Search billions of records on Ancestry.com
   

The Independent

Missing millions caused fall of my House of Usher, claims man with hotdog stand

By Robert Verkaik, Legal Affairs Correspondent

04 April 2001

From Stuart Usher's hotdog stand on the A68 near the Scottish border, he has a clear view of his family's once-vast estates where he spent his childhood. He always expected that one day he would return to his ancestral seat near Jedburgh and claim his inheritance at the House of Usher.

But when the family finally lost control of its fortunes in 1994 he fell spectacularly from riches to rags. Last week 60-year-old Mr Usher began his legal fight to reclaim his lost wealth, which he says includes a hotel once owned by Sir Richard Branson.

In what is believed to be the biggest lawsuit in Scottish legal history Mr Usher has issued a £365m summons against the law firm that managed the family trust. He claims the Edinburgh solicitors Brodies were negligent by failing in their duty of care to the beneficiaries of the trusts.

Mr Usher now sells hotdogs to passing motorists who stop to admire the views from the Cheviot Hills after crossing the border. In recent years he has also worked as barman and taxi driver. Home is no longer a grand country estate but a three-bedroom "hovel" just a few miles from his former ancestral home. "I don't even own the hotdog stand," Mr Usher said yesterday. "It belongs to a woman I work for."

At the turn of the century, the Ushers were among Scotland's richest families, with houses set in thousands of prime acres in Perthshire, Lothian and the Borders. Stuart Usher fondly remembers his childhood and as a young man living with his father next to the main house on the Wells Estate near Jedburgh.

"I was free to roam the 7,000 acres and used to walk for miles. I also loved to hunt and I was a fanatical fisherman. Even later when I grew up I was put in charge of the cows. I always lived a very comfortable and privileged life."

But in 1962 his uncle, Sir Stuart Usher, the head of the family, died and the estate was "dissolved" because his two sons had Down's syndrome and lacked capacity to manage the estate.
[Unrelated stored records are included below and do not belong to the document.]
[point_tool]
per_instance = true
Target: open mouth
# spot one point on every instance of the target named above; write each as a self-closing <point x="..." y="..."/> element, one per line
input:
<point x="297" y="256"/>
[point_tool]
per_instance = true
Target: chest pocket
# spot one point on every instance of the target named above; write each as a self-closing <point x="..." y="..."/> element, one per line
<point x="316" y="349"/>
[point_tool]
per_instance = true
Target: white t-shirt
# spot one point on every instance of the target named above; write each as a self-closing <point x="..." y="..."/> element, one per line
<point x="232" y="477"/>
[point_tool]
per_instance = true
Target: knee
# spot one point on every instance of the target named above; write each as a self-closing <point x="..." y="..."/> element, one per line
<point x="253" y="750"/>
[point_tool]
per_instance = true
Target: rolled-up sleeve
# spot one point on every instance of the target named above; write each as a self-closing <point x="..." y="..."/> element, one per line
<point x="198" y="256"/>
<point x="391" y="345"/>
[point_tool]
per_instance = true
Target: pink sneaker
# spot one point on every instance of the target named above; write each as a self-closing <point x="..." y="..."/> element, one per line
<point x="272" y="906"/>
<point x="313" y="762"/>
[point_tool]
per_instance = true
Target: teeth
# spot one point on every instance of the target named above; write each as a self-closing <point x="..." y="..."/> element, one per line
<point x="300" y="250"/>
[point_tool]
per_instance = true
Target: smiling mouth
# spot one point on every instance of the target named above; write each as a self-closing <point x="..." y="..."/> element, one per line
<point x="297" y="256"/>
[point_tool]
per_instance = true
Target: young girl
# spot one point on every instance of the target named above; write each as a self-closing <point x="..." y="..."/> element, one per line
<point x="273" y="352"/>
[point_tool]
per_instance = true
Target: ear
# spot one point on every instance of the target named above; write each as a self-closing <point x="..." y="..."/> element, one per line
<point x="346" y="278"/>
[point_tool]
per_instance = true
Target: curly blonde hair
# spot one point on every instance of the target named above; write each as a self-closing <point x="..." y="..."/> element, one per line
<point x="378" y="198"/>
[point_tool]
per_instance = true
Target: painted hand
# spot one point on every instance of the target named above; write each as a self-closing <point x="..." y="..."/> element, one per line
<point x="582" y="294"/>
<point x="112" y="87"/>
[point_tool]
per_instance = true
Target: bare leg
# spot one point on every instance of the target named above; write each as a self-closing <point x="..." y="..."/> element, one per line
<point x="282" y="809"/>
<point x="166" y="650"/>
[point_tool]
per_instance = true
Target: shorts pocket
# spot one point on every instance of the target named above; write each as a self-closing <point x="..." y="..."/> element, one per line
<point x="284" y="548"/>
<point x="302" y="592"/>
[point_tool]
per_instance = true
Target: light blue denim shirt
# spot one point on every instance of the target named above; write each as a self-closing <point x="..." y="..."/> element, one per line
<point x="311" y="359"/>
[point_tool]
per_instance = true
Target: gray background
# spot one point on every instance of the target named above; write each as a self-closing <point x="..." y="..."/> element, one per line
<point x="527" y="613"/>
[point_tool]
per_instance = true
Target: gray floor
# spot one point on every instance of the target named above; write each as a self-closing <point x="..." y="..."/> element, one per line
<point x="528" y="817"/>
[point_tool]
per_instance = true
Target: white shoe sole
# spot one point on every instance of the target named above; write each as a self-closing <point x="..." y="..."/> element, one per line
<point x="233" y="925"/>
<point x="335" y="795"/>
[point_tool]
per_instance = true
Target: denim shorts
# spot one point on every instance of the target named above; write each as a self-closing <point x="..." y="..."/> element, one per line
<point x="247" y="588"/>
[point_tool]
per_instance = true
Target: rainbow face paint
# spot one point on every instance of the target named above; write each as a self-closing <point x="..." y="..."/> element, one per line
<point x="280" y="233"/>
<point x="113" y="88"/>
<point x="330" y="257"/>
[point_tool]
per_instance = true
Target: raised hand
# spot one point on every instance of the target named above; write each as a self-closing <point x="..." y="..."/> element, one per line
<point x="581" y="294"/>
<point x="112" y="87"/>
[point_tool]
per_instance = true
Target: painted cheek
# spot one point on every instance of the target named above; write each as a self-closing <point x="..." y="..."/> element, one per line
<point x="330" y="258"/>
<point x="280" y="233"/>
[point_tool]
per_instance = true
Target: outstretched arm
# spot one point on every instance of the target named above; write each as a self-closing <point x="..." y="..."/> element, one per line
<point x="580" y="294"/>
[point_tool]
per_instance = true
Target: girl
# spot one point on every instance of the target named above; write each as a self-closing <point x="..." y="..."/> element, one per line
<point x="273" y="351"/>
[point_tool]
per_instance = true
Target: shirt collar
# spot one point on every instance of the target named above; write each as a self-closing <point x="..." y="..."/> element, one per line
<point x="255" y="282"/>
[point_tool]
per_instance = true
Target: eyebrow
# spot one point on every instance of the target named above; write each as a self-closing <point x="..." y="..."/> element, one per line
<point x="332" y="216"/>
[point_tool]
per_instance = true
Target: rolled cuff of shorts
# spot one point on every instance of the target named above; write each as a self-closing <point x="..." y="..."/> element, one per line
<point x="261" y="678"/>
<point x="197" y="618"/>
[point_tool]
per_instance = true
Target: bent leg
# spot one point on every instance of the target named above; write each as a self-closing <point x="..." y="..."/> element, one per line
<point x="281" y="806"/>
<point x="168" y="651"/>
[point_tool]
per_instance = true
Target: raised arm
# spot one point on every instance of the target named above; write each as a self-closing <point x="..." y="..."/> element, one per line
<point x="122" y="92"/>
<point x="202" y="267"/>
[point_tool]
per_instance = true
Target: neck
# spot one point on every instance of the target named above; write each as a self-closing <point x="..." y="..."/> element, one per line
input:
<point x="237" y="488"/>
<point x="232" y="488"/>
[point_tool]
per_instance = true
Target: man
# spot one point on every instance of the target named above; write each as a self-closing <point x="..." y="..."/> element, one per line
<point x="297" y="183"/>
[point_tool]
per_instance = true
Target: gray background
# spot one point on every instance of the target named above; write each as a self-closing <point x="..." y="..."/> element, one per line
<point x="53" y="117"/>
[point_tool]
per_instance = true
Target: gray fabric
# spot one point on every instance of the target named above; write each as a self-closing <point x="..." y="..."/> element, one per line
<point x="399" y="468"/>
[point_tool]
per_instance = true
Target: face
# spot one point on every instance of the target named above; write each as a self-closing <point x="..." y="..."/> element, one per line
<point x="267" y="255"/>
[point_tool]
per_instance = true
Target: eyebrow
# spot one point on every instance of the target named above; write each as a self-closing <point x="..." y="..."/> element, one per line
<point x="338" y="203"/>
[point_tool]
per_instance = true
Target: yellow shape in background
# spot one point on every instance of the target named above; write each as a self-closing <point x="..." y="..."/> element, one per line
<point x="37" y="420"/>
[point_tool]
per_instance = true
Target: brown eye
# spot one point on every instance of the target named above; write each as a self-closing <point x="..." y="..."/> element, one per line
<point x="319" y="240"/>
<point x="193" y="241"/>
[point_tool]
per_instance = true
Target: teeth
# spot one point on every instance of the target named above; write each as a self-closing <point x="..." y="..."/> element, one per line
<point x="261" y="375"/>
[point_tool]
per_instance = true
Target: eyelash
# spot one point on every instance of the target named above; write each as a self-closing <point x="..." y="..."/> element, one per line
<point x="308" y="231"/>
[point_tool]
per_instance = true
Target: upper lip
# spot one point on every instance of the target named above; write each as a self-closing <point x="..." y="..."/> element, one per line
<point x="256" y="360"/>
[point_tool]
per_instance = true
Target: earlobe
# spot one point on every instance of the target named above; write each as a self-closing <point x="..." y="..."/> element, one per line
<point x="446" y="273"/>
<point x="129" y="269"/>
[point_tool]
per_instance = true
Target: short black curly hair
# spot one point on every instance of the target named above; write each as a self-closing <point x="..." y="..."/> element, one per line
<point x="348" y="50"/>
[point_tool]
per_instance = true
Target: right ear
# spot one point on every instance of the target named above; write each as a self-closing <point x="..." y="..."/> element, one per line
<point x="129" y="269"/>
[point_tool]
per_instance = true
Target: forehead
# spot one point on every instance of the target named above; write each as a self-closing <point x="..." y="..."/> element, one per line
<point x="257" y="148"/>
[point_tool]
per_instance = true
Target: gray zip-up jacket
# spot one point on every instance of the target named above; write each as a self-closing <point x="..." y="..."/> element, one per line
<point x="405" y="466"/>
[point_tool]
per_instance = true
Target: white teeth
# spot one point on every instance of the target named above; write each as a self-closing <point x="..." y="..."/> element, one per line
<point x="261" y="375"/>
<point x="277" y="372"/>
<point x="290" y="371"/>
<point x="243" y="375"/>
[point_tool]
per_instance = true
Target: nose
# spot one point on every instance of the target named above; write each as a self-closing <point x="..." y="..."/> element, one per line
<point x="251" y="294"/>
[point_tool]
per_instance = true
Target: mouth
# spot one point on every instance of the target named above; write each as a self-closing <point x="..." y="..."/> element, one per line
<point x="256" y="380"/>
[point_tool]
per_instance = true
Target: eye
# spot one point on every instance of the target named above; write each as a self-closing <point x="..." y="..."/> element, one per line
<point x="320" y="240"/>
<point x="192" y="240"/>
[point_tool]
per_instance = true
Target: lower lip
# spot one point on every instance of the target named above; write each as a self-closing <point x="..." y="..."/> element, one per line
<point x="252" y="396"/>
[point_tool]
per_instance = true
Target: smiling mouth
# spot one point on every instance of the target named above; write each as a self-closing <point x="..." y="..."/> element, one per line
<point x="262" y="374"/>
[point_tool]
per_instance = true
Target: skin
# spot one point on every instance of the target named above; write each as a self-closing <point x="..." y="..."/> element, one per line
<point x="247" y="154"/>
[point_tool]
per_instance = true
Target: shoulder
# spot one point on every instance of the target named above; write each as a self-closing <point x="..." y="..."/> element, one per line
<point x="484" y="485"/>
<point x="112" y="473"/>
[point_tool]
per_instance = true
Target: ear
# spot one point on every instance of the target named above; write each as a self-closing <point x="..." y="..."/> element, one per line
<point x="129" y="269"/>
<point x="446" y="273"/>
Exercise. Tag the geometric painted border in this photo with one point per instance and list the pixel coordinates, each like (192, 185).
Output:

Sir Robert Usher, the younger of the two brothers, died in 1994 and the remnants of the House of Usher were dispersed among the family. In 1995, Stuart Usher returned from South Africa, where he had set up a builders' manufacturing business, to claim his share. But he said he discovered that over the years the estates had been run down and, he says, "mismanaged".

Mackenzie and Black, incorporated in the Seventies into Brodies, were appointed trustees of the Usher trusts in 1911. Mr Usher claims that between 1911 and 1933, about £1.2m in cash, property and securities was paid into the trust.
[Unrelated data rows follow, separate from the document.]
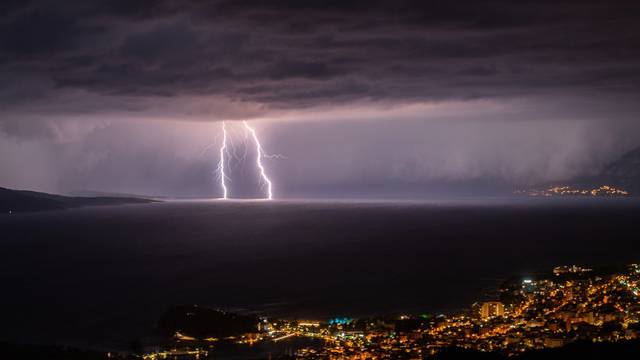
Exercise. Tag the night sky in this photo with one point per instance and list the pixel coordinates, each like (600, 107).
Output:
(362, 98)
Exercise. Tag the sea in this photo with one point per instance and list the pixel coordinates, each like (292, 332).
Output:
(100, 277)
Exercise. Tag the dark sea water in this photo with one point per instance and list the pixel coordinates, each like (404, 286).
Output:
(100, 277)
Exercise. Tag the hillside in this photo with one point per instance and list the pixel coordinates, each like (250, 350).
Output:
(25, 201)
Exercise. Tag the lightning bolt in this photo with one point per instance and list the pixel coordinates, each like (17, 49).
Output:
(221, 163)
(263, 174)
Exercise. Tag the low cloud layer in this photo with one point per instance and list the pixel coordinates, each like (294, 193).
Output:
(404, 91)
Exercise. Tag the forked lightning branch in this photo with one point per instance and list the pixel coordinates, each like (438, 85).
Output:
(260, 154)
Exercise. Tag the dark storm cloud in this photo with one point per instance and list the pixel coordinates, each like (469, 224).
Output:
(509, 90)
(304, 53)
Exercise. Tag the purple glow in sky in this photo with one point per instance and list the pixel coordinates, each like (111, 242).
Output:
(364, 98)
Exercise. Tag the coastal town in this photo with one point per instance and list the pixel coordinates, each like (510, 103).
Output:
(550, 310)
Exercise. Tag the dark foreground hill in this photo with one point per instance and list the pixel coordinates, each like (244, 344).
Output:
(24, 201)
(578, 350)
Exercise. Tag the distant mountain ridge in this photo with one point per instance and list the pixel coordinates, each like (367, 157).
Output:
(623, 173)
(12, 201)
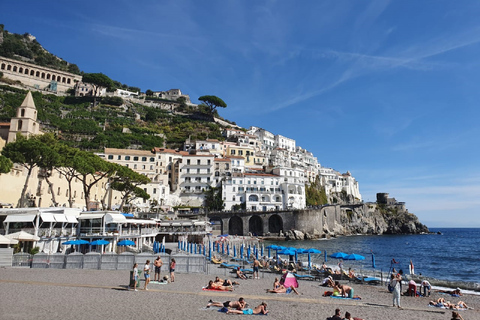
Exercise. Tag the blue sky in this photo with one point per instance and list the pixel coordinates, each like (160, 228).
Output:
(388, 90)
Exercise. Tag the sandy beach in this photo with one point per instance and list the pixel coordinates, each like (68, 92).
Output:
(100, 294)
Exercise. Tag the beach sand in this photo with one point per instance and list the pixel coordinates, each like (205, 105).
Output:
(101, 294)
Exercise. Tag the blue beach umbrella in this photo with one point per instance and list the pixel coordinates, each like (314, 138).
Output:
(100, 242)
(338, 255)
(354, 256)
(126, 243)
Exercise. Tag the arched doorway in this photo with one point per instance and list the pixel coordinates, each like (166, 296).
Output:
(255, 226)
(217, 226)
(275, 224)
(235, 226)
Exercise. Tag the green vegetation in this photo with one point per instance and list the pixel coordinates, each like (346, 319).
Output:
(315, 193)
(16, 46)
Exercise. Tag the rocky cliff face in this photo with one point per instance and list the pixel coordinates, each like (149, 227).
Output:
(366, 219)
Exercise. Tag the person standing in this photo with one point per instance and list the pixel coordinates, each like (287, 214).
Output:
(146, 273)
(135, 276)
(172, 270)
(395, 284)
(427, 287)
(158, 266)
(256, 265)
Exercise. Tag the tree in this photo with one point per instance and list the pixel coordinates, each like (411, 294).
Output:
(27, 152)
(49, 160)
(127, 181)
(97, 80)
(66, 166)
(90, 169)
(213, 102)
(5, 164)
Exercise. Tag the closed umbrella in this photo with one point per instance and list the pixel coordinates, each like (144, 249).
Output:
(338, 255)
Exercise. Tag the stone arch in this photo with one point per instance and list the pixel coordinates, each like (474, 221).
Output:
(235, 226)
(255, 226)
(217, 224)
(275, 224)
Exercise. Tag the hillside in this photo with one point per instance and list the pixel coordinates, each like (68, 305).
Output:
(113, 123)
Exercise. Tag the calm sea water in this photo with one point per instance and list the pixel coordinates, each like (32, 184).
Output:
(453, 255)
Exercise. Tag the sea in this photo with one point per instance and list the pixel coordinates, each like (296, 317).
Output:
(448, 257)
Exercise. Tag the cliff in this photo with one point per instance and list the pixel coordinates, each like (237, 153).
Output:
(343, 220)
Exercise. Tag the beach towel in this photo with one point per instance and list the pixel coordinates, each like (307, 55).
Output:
(226, 309)
(213, 289)
(340, 297)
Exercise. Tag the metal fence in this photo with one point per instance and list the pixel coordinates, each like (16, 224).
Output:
(185, 263)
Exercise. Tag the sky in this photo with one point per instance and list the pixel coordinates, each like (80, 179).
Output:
(388, 90)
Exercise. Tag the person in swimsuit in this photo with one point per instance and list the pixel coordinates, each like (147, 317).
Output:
(158, 266)
(239, 305)
(172, 270)
(260, 309)
(146, 273)
(256, 265)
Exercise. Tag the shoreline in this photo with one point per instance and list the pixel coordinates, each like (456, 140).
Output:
(83, 294)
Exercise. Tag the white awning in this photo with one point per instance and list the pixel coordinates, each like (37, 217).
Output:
(60, 218)
(89, 216)
(71, 219)
(115, 218)
(139, 221)
(47, 217)
(20, 218)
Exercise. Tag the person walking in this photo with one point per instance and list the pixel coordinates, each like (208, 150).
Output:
(172, 270)
(135, 276)
(146, 273)
(158, 266)
(395, 284)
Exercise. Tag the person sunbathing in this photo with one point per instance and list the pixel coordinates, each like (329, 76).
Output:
(217, 286)
(283, 289)
(225, 282)
(239, 305)
(240, 274)
(260, 309)
(451, 292)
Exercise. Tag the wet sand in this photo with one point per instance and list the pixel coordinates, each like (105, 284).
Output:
(101, 294)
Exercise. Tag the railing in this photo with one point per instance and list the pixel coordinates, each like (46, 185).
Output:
(185, 263)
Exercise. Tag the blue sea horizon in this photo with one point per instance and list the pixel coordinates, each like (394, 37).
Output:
(450, 256)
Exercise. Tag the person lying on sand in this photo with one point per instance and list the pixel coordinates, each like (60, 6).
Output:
(260, 309)
(451, 292)
(240, 274)
(217, 286)
(225, 282)
(239, 305)
(283, 289)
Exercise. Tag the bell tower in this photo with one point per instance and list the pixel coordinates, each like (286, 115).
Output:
(26, 120)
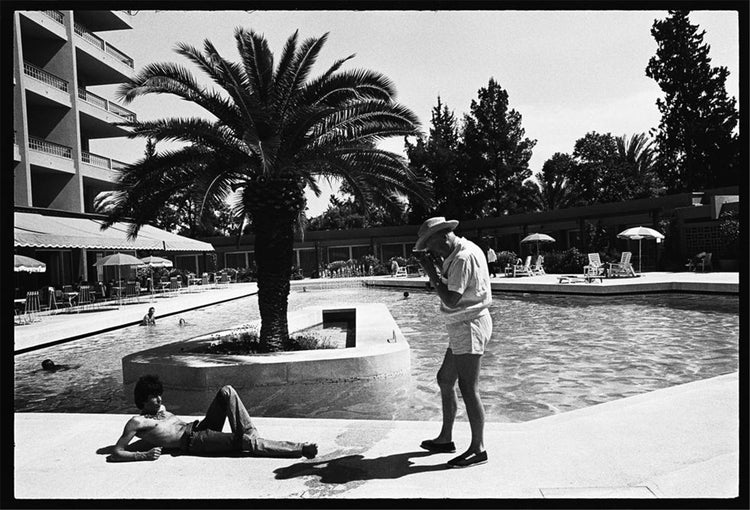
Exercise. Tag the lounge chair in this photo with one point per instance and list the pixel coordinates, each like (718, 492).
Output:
(133, 290)
(523, 268)
(595, 268)
(622, 268)
(86, 296)
(538, 268)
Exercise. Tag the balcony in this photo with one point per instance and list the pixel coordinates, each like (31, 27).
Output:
(106, 105)
(48, 88)
(99, 167)
(101, 62)
(16, 149)
(43, 25)
(51, 155)
(99, 21)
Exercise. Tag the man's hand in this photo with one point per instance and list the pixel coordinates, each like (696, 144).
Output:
(152, 454)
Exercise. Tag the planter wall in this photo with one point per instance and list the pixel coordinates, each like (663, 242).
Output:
(367, 380)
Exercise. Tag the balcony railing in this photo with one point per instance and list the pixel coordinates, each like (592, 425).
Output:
(100, 161)
(43, 76)
(41, 145)
(105, 104)
(103, 45)
(55, 15)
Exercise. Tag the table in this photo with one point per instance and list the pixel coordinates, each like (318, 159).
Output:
(70, 296)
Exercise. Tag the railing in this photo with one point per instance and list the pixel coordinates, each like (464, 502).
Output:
(100, 43)
(45, 77)
(41, 145)
(102, 162)
(105, 104)
(56, 15)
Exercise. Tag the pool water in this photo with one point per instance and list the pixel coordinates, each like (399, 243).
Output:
(548, 354)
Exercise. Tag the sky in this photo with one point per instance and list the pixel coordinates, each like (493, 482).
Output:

The summons, issued on Mr Usher's behalf, says the trust was generating an income of £70,000 a year by 1928. It says the present value of identified trust assets would be £110m, capable of producing an income of £8m a year. But, says the summons, between 1911 and 1998, family members received only £3m.

Mr Usher is using the Human Rights Act 1998 to argue that Brodies owed a duty of care to the beneficiaries. He is being backed by two Scottish businessmen in whose names he has assigned the legal action. Yesterday a spokesman for Brodies denounced the claims as "utter rubbish". He said they were part of a fantasy Mr Usher had no hope of fulfilling. "Not one of his complaints against the firm [to the Law Society and Ombudsman] have been sustained," he added.
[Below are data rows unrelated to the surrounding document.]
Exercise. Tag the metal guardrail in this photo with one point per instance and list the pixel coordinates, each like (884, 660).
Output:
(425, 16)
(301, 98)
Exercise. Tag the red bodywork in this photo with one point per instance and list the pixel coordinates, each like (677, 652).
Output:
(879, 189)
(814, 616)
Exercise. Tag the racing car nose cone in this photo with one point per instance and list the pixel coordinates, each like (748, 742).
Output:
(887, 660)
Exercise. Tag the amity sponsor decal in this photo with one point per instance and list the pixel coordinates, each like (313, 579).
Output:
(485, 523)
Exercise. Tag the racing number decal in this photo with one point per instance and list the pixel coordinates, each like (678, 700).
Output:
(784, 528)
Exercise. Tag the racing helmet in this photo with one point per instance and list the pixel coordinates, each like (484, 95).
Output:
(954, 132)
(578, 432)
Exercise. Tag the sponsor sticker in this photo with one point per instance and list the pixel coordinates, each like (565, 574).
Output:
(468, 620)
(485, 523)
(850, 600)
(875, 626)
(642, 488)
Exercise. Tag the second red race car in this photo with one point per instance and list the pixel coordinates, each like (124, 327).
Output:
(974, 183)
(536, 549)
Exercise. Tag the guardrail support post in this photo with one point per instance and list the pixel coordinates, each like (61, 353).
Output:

The Usher family was particularly popular in Edinburgh in the first half of the 20th century after Sir Robert Usher, known as the Whisky King, built a warehouse in the city to hold 25 million bottles of his liquor. When he died in 1933, he left £10,000 to Edinburgh Royal Infirmary and farms and estates in West Lothian and the Borders. The family also gave Edinburgh the Usher Hall.